Updated: 3:42 p.m., Thursday, Jan. 13, 2022
The U.S. Supreme Court struck down the Biden administration's vaccine-or-test rule Thursday, declaring that the Occupational Safety and Health Administration had exceeded its authority. But at the same time, the court upheld a regulation issued by the Centers for Medicare and Medicaid Services that mandates vaccines for almost all employees at hospitals, nursing homes, and other healthcare providers that receive federal funds.
The vote to invalidate the vaccine-or-test regulation was 6 to 3, along ideological lines.
"Although Congress has indisputably given OSHA the power to regulate occupational dangers, it has not given that agency the power to regulate public health more broadly," the majority said in an unsigned opinion. "Requiring the vaccination of 84 million Americans, selected simply because they work for employers with more than 100 employees, certainly falls in the latter category."
Justices Stephen Breyer, Sonia Sotomayor and Elena Kagan, the court's three liberals, dissented.
"In our view, the Court's order seriously misapplies the applicable legal standards. And in so doing, it stymies the Federal Government's ability to counter the unparalleled threat that COVID–19 poses to our Nation's workers," they wrote in their dissent. "Acting outside of its competence and without legal basis, the Court displaces the judgments of the Government officials given the responsibility to respond to workplace health emergencies."

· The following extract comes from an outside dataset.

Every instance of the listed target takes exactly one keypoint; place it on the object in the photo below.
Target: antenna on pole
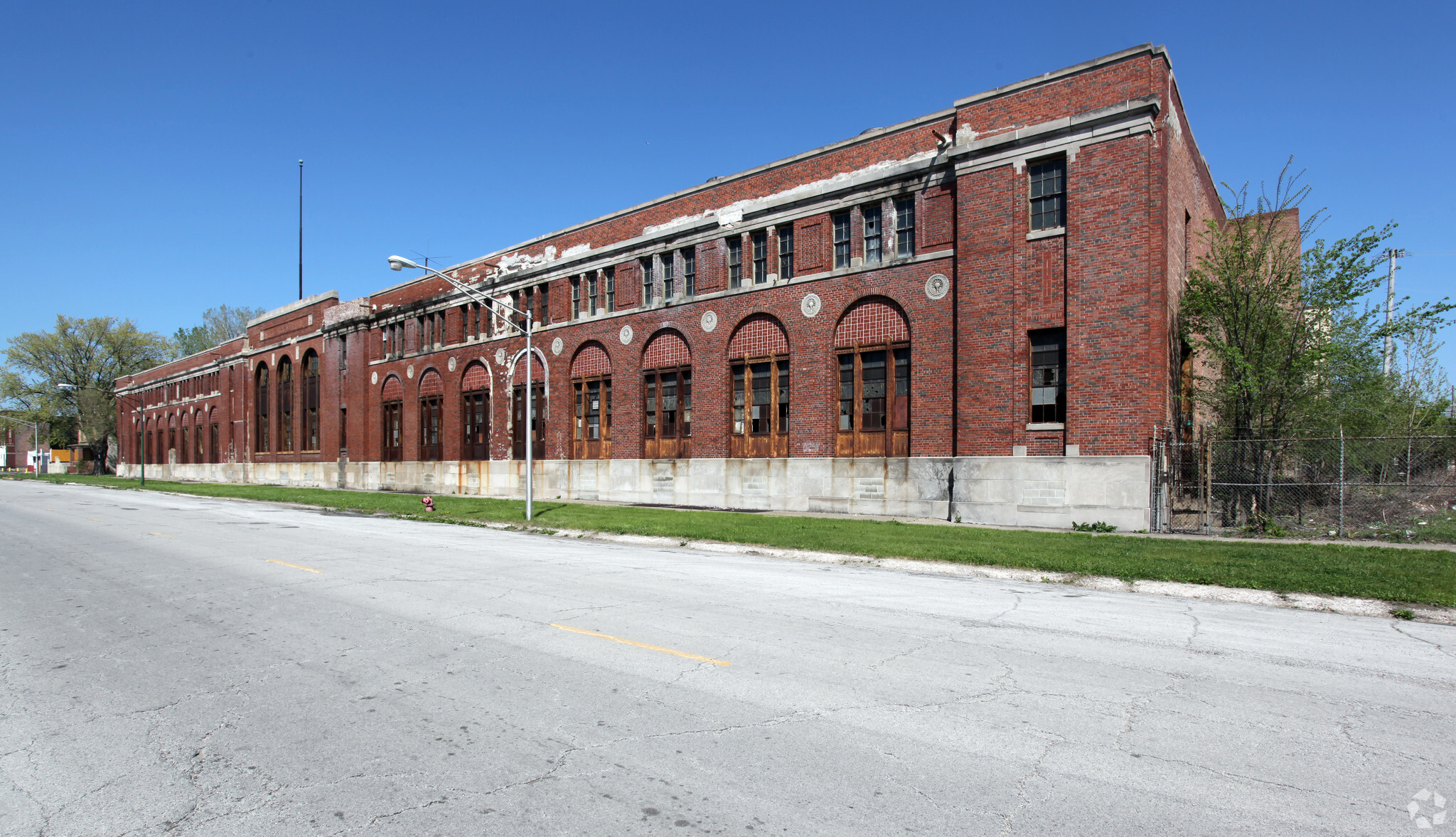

The regulation struck down by the court would have applied to more than 80 million private sector employees and would have required all businesses with 100 or more workers to either be vaccinated, with the federal government footing the bill, or be tested weekly.
Ohio was the leader of the 27 Republican-run states that opposed the mandate and brought it to the high court.
Ohio Attorney General Dave Yost said the ruling protects individual rights and freedom.
After the arguments last week Yost said it wasn’t about whether vaccines work or if a mandate is a good idea, but that a mandate must be enacted by Congress, not an agency or the Biden administration.
“Once you give a bureaucrat the vast power to implement these kinds of mandates through the OSHA law, you'll never close that door. And that, my friends, is what this case is actually all about," Yost said.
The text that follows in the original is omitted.